Medidas contra nova onda
O porta-voz do Ministério do Interior marroquino, Rachid El Khalfi, afirmou na quarta-feira (12) que tomou medidas necessárias para "impedir qualquer tentativa de travessia ilegal e interceptar qualquer pessoa que tente participar dela". Ele declarou ainda à agência oficial MAP que um grupo de indivíduos é suspeito de estar envolvido na divulgação de conteúdo que incita a organização de tentativas de travessia coletiva e ilegal para Ceuta e Melilla.
A imprensa espanhola publicou imagens de um destacamento de centenas de policiais de choque na fronteira de Benzú, região de Ceuta. O destacamento pode ser um exercício militar em preparação para uma possível tentativa de travessia no sábado, mas surpreende que ocorra em um ponto pouco frequentado por migrantes que tentam cruzar a fronteira.
Possibilidade de asilo
Cerca de 90% dos 80 mil migrantes que chegaram a Ceuta entre os dias 30 e 31 de julho já foram devolvidos ao Marrocos, de acordo com o governo espanhol. Entre 7 mil e 9 mil ainda permanecem na cidade.
Desse total, Madri estima que até 5 mil migrantes podem ser elegíveis para asilo ou acolhimento, informou o jornal El País nesta quinta-feira (13). Neste grupo, 2.500 são menores de idade, incluindo 600 meninas.
A Espanha é obrigada a analisar esses casos individualmente, embora o ministro das Relações Exteriores, José Manuel Albares, tenha declarado na terça-feira (11) que "todos os que entraram de forma irregular" seriam devolvidos. O Ministério do Interior anunciou que "mais de 400 processos de proteção internacional" já foram abertos.
Meta e TikTok colaboram com a UE
Em meio à crise migratória em Ceuta, um dos pontos discutidos foi a responsabilidade das redes sociais como plataformas de disseminação de boatos e informações falsas. Um dos rumores afirmava que "a fronteira de Ceuta estava aberta".
A União Europeia (UE) chegou a pedir explicações à Meta, dona do Facebook e do Instagram, e ao grupo chinês ByteDance, que controla o TikTok. Na terça-feira (11), a UE orientou essas empresas a reforçarem a verificação das publicações e a removerem aquelas que incentivassem uma nova tentativa de travessia.

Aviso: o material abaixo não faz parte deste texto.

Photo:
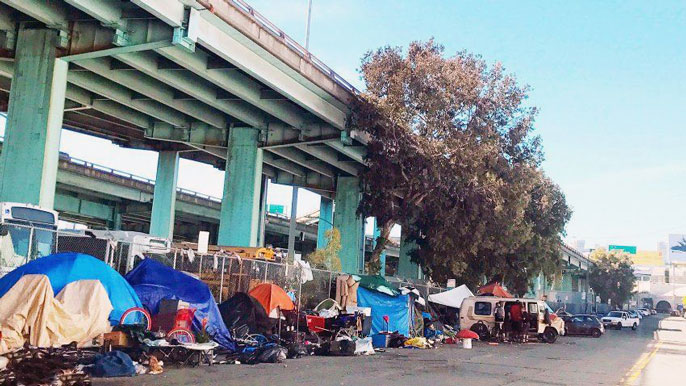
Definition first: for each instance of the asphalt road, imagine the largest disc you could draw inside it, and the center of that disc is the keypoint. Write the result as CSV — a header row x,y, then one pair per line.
x,y
646,356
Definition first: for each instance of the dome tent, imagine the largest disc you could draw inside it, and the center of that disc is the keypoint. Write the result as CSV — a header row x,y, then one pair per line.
x,y
64,268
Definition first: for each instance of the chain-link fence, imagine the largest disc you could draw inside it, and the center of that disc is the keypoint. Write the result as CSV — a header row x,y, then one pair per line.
x,y
224,273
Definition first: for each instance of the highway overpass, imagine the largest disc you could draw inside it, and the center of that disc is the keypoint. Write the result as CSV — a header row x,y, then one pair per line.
x,y
207,80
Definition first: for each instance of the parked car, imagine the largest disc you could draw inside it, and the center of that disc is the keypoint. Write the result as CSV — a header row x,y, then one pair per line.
x,y
635,314
619,319
477,314
584,324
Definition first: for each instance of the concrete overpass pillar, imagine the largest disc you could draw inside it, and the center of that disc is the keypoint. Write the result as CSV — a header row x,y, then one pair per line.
x,y
349,223
407,268
239,219
30,154
325,220
164,200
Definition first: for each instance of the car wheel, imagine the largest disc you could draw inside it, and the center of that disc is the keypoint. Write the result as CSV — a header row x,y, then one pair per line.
x,y
550,335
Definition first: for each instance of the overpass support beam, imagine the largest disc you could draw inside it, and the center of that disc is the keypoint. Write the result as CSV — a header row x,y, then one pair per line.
x,y
325,221
239,219
349,223
382,257
406,267
30,155
164,200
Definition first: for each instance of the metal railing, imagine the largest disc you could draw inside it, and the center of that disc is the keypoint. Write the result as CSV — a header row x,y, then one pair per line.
x,y
275,31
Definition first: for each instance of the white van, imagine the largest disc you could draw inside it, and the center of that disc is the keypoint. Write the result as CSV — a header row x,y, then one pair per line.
x,y
27,232
120,249
477,314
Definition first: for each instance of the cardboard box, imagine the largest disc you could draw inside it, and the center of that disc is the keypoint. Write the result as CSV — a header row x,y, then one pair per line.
x,y
117,339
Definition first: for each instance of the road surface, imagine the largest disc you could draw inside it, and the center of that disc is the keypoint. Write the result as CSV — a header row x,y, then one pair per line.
x,y
652,355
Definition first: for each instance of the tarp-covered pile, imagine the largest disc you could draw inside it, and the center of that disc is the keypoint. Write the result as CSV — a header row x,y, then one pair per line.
x,y
451,298
91,297
78,313
154,281
396,308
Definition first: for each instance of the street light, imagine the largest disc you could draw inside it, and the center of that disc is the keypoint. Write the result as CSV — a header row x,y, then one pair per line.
x,y
307,27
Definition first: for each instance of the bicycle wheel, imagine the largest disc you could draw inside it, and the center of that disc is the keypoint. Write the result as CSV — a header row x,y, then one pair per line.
x,y
182,335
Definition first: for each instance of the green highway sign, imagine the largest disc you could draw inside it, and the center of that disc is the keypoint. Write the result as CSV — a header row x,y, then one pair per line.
x,y
278,209
626,248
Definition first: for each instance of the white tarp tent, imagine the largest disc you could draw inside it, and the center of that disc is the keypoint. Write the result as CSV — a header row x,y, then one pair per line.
x,y
30,311
452,298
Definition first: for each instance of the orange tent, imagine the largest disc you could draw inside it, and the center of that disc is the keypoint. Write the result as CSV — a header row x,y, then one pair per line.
x,y
272,296
493,289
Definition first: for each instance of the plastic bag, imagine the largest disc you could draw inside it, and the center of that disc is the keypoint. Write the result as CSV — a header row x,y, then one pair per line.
x,y
273,354
364,347
297,350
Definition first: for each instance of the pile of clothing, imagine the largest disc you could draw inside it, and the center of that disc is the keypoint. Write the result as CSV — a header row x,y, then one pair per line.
x,y
46,366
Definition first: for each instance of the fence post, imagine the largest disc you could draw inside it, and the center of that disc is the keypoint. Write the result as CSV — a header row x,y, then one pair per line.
x,y
221,279
240,275
30,247
330,278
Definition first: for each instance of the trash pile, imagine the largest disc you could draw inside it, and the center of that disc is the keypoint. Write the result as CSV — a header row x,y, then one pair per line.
x,y
69,316
45,366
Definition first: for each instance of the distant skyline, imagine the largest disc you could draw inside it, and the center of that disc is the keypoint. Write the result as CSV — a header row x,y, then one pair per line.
x,y
609,79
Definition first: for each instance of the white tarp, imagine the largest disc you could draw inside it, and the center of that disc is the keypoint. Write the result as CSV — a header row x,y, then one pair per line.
x,y
452,298
30,311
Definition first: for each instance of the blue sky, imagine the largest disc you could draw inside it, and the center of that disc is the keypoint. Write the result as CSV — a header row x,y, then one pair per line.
x,y
609,78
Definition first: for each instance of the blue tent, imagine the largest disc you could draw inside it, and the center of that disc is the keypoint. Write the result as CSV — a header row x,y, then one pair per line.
x,y
154,281
64,268
396,307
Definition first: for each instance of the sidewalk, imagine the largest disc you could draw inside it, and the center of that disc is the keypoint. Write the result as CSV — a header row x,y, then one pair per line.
x,y
663,363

Balazs Ujvari, porta-voz da Comissão Europeia, informou que as plataformas "ativaram seus protocolos de crise e foi decidido que seria acionado um mecanismo especialmente para aumentar a coordenação e a cooperação". O representante de Bruxelas explicou que esse mecanismo é aplicável em momentos de crise e permite que as plataformas recebam "informações mais precisas por parte dos verificadores de fatos" sobre possíveis "desinformações prejudiciais relacionadas, por exemplo, a uma possível nova travessia em massa da fronteira".
Troca de acusações
A ministra da Defesa da Espanha, Margarita Robles, decidiu se distanciar da estratégia do governo espanhol de não fazer nenhuma crítica à forma como o Marrocos tem lidado com a crise migratória. "Qualquer agressão a Ceuta ou a Melilla é uma agressão à Espanha como um todo. Ceuta e Melilla são intocáveis", afirmou a ministra da Defesa em uma coletiva de imprensa na quarta-feira.
Com tom de indignação, a ministra declarou que o que aconteceu em 30 de julho "não pode se repetir". Por fim, ela também afirmou que espera que recaia sobre as máfias ligadas ao tráfico de pessoas "todo o peso da lei" pelo "drama humanitário" provocado em Ceuta.
Do lado marroquino, o ministro da Justiça, Abdellatif Ouahbu, repreendeu a Espanha por aceitar os migrantes, argumentando que Rabat tenta impedir que eles saiam do Marrocos. Ele disse à agência EFE que o governo marroquino pretende suspender a aplicação do acordo de extradição com Madri devido à "reciprocidade das autoridades espanholas".